Эти дела занимали ее больше и больше; да и время было особенное. Так что Лизавета довольно быстро стала на линию сотрудничества революции.
— Работайте, работайте, — говорил Фрумкин, мефистофельски улыбаясь, скрещивая на груди руки: — со временем из вас выйдет хорошая Шарлотта Кордэ.
— Ну вы и болван, и сидите у себя в норе!
Из своей комнаты высовывал стриженую голову Штеккер.
— Садовая голова, не сердитесь. Отчаянная башка, Наум Борисыч, не приставайте, пускай бегает, революция так революция, наплевать, я ничего не имею. Я человек добрый, больше всего люблю водченку, заходите, хлоп, чик, по малюсенькой, раз–два готово!
Фрумкин вздыхал, и, когда выпивал со Штеккером, становился еще серьезней и говорил про Лизавету:
— Магистер любви, доктор наслаждений!
— Ах, чорт, ах, придумал дурья голова, ох–о–хо! — Штеккер хватался за живот и выскакивал в коридор.
— Доктор наслаждений!
Потом он тащил Лизавету к себе в комнату.
— Ангел, дуся, баранья голова, на одну минуту, рюмку водки с нами, там за вашу, ну, чорт, революцию, конституцию, республюцию, — фу, дурак, извините, заврался, но я ничего не имею… пожалуйста, занимайтесь чем угодно, только еще по одной, с маринованной селедкой — раз, два, и отделка. Ну, у вас там муж, он ничего, не обидится, он сам с нами раз, по единственной — человек тихий и благородный, это сразу видно.
И нередко они выпивали все вместе, и тогда Пете становилось беспредметно–смешно, все нравилось, все казались славными и родными, хоть пей на брудершафт. А пока они хохотали, пока летели дни их беспечной юности, все ярче и грозней разгоралось большое дело русского народа, и скоро гул бури стал доноситься и до них. Впервые почувствовали они это, когда началась забастовка, охватившая и Москву. Все, кто пережил это, помнят те чувства. Помнят, как вдруг появился на сцене народ, так долго, упорно молчавший, и своим выступлением вторгся в жизнь каждого.
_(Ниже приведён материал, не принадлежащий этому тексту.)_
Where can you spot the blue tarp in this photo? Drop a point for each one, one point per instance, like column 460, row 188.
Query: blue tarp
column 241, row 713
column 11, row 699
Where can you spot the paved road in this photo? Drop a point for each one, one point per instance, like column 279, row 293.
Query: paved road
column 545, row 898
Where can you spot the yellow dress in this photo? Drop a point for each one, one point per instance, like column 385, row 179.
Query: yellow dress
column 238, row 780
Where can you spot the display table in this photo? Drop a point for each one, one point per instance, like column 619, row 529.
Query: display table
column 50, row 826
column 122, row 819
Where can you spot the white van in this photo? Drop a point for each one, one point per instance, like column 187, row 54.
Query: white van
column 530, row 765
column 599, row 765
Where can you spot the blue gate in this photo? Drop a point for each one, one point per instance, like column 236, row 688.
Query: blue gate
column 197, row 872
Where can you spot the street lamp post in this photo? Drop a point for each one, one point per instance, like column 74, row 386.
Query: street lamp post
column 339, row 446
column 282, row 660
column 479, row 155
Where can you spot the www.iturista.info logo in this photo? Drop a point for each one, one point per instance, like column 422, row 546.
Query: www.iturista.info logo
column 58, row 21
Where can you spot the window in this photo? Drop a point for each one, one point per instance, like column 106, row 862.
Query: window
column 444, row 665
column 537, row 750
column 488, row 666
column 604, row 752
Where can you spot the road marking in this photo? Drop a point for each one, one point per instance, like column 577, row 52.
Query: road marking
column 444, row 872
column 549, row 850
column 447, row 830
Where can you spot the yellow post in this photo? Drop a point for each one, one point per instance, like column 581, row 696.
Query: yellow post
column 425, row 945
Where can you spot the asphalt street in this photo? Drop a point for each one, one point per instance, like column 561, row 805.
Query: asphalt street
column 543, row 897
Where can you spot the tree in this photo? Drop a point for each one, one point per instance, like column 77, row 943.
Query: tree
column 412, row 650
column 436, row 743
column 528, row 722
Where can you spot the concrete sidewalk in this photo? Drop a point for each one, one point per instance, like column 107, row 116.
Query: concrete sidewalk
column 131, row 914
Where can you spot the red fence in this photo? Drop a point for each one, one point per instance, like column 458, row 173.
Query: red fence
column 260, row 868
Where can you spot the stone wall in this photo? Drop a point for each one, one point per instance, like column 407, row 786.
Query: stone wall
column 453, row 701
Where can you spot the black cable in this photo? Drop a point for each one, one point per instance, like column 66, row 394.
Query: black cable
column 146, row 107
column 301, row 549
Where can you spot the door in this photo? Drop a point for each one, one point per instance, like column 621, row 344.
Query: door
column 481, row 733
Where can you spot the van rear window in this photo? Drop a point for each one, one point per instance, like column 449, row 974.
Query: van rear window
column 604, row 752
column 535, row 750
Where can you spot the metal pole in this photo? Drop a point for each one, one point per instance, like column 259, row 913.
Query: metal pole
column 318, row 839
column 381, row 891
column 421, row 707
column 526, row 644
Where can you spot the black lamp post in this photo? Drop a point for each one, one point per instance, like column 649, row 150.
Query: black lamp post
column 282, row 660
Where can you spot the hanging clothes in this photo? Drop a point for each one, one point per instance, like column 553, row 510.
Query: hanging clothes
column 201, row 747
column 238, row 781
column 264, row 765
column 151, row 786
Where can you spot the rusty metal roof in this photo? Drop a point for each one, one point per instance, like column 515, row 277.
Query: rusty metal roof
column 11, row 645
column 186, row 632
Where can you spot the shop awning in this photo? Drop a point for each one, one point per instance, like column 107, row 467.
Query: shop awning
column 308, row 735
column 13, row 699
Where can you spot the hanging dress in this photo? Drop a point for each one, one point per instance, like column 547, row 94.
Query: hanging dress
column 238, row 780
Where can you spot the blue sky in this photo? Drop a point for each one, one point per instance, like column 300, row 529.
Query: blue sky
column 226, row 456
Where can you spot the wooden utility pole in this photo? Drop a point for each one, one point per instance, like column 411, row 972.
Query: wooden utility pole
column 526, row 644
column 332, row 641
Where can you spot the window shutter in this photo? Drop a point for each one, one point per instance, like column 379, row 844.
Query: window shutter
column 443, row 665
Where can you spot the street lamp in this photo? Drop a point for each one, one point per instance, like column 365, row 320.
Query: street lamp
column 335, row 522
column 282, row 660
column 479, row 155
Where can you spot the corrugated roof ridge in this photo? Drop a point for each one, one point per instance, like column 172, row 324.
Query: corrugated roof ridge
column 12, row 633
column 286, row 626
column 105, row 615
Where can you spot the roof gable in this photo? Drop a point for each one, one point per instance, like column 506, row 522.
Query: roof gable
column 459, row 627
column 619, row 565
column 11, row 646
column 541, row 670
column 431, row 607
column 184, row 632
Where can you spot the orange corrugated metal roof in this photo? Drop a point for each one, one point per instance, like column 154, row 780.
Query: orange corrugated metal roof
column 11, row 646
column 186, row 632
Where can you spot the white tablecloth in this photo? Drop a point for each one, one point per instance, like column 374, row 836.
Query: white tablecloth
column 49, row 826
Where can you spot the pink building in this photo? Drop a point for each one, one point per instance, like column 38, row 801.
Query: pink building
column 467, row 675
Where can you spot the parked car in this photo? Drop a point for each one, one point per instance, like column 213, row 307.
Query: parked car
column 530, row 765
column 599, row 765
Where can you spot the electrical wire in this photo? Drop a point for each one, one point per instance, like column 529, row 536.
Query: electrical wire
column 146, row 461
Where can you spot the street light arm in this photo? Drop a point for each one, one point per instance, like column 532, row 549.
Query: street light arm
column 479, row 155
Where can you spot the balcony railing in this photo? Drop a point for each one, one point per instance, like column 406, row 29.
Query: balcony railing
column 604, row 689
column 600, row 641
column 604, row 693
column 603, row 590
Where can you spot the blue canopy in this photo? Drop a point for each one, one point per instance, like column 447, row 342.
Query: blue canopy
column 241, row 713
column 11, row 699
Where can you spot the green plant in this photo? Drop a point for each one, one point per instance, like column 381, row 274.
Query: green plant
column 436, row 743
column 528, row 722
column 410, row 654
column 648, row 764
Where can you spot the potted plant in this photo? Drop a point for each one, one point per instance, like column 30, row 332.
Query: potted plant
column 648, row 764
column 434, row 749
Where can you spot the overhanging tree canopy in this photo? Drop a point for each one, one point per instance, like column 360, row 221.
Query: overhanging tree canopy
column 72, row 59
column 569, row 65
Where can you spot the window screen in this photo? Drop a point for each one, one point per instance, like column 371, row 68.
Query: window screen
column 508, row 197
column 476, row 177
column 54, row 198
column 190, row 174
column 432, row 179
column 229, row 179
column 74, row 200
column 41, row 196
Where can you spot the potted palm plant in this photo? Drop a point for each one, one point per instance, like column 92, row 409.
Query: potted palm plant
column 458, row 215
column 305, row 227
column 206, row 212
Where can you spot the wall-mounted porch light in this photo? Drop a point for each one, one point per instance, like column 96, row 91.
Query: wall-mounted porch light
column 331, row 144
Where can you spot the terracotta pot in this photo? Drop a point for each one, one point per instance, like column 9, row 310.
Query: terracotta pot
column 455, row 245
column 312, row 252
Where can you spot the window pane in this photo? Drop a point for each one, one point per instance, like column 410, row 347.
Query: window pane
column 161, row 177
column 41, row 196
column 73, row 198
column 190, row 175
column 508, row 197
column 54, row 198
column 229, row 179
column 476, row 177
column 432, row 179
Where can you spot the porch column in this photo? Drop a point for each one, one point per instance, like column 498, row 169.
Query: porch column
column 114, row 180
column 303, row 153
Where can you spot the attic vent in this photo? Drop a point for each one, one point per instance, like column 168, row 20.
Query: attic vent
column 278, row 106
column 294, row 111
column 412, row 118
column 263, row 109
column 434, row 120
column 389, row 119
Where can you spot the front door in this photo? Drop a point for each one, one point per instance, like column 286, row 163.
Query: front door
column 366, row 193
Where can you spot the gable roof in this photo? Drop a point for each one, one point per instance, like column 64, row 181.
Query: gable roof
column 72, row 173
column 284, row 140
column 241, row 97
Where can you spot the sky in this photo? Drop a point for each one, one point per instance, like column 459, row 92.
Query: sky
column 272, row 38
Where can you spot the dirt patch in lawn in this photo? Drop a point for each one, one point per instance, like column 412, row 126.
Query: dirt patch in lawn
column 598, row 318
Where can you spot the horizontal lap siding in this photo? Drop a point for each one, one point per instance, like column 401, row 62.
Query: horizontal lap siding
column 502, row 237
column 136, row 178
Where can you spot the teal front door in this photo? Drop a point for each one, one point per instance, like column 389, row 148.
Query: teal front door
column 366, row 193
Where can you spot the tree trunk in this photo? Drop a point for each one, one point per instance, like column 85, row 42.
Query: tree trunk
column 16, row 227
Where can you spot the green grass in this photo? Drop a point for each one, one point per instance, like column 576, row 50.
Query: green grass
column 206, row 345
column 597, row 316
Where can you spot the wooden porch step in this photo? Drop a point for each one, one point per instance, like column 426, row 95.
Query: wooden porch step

Закрылись магазины, остановилась вода, вечером в Москве стало темно. В роскошных особняках зажигали свечи. Бедному Штеккеру негде было даже купить водченки, его «служба» закрылась, и он занимался раскладыванием пасьянсов. Но и на это не хватало терпения.
Зато Лизавета ходила как на пружинах. Ей казалось, что это все общее, настоящее, что здесь есть какая–то и ее капля, и в ее пылкой голове не раз проносились образы — как они с Петей умирают, сражаясь на баррикадах. Все время у нее вертелись в мозгу революционные песни и ее только раздражало, что Петя, по ее мнению, недостаточно горячо к этому относится.
Это было отчасти верно. Петя помнил свои политические авантюры. Кроме того, как и многие тогда, он плохо понимал, что происходит, — в какой мере все это серьезно.
До поры до времени он хранил нейтралитет. Симпатии его были, конечно, налево, но он не очень их проявлял —все ждал и старался взвесить.
XXXV
Как всегда бывает, думали, гадали, строили проекты, а все вышло по особенному, и довольно удивительно.
В одно октябрьское утро Петя проснулся часов в десять, потянулся и подумал, что хорошо бы посмотреть в газете, как дела забастовщиков. Вдруг в комнату влетела Лизавета, размахивая газетным листом.
— Петя, — закричала она: — ну это что–то удивительное! Ты слышишь, конституцию дали! Нет, ты вставай, ты понимаешь, забастовка кончена, правительство уступило.